The days off were different. On those days it was cheap wine, half-a-buck a bottle Sneaky Pete, down the hatch the first thing in the morning and you kept right on with it until you passed out. That was on your day off, and you needed a day off like you needed a hole in your head.

When he worked he stayed sober until work was through for the day. He didn’t need a drink while he was working, not with the full flavor of the open air racing through him and the joy of swinging that double-bit axe and working the big saw, not then. Not when he was up on top, trimming her down and watching the axe bite through branches.

When he was working there was nothing to forget, no memories to grab him around the neck, no hungers to make him want to reach out and swing at somebody. Not when he had an axe in his hand.

But afterwards, then it was bad. Then the memories came, the Bad Things, and there had to be a way to forget them. The hunger came, stronger each time, and he couldn’t sleep unless his gut was filled with whiskey or beer or wine or all three.

If only a man could work twenty-four hours a day...

He knew it would be bad the minute she came through the door. He saw her at once, saw the shape of her body and the color of her hair and the look in her eyes, and he knew right away that it was going to be one hell of a night. He took hold of the beer glass so hard he almost snapped it in two and tossed off the rest of the beer, calling for another shot with his next breath. The bartender came so slowly, and all the time he could see her out of the corner of his eye and feel the hunger come on like a sunset.

It was just like a sunset, the way his mind started going red and yellow and purple all at once and the way the hunger sat there like a big ball of fire nestling on the horizon.
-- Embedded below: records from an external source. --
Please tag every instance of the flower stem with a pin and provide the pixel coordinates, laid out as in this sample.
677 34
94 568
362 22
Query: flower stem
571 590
He closed his eyes and tried to black out the picture but it stayed with him, glowing and burning and sending hot shivers through his heavy body.
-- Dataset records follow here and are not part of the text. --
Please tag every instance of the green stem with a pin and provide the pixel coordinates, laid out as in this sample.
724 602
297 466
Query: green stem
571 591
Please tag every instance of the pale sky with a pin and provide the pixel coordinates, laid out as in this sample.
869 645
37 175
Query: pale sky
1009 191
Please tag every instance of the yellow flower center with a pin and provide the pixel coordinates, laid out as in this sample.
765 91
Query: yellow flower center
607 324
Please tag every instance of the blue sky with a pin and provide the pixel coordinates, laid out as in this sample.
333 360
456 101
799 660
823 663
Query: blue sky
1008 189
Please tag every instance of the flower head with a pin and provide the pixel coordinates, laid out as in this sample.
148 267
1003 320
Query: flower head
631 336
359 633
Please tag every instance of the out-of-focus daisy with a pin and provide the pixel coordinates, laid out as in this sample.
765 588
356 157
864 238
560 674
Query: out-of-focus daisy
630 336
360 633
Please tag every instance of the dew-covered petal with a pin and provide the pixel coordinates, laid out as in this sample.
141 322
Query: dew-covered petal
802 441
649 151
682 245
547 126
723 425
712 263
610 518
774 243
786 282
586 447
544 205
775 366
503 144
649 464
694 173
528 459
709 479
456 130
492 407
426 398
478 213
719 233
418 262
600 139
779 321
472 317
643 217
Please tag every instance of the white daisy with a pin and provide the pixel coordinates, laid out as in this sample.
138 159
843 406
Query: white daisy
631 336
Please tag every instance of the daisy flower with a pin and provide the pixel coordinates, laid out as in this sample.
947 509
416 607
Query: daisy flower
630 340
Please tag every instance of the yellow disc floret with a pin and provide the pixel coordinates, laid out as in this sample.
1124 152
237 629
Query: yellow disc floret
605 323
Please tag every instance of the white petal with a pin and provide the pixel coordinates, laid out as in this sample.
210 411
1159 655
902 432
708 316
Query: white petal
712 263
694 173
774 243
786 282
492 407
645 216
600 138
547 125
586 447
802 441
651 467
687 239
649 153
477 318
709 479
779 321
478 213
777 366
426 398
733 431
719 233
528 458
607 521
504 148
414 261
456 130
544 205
He told the bartender to make it a double, and he threw the double straight down and went to work on the beer chaser, hoping that the boilermakers would work tonight. Enough liquor would kill the sunset and put out the fire. It worked before. It had to work this time.

He watched her out of the corner of his eye, not wanting to but not able to help himself. She was small — a good head shorter than he was, and she couldn’t weigh half of what he did. But the weight she had was all placed just right, just the way he liked a woman to be put together.
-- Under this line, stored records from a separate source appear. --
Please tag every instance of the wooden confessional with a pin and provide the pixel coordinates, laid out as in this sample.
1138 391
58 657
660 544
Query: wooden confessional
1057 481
Her hair was blond — soft and fluffy and curling around her face like smoke. Her yellow sweater was just a shade deeper and brighter than her hair, and it showed off her body nicely, hugging and emphasizing the gentle curves.

The dark green skirt was tight, and it did things to the other half of her body.

He looked at her, and the ball of fire in his mind burned hotter and brighter every second.

Twenty or twenty-one, he guessed. Young, and with that innocent look that would stay with her no matter what she did or with whom or how often. He knew instinctively that the innocence was an illusion, and he would have known this if he saw her kneeling in a church instead of looking over the men in a logger’s bar. But he knew at the same time that this was the only word for what she had: innocence. It was in the eyes, the way she moved, the half-smile on her full lips.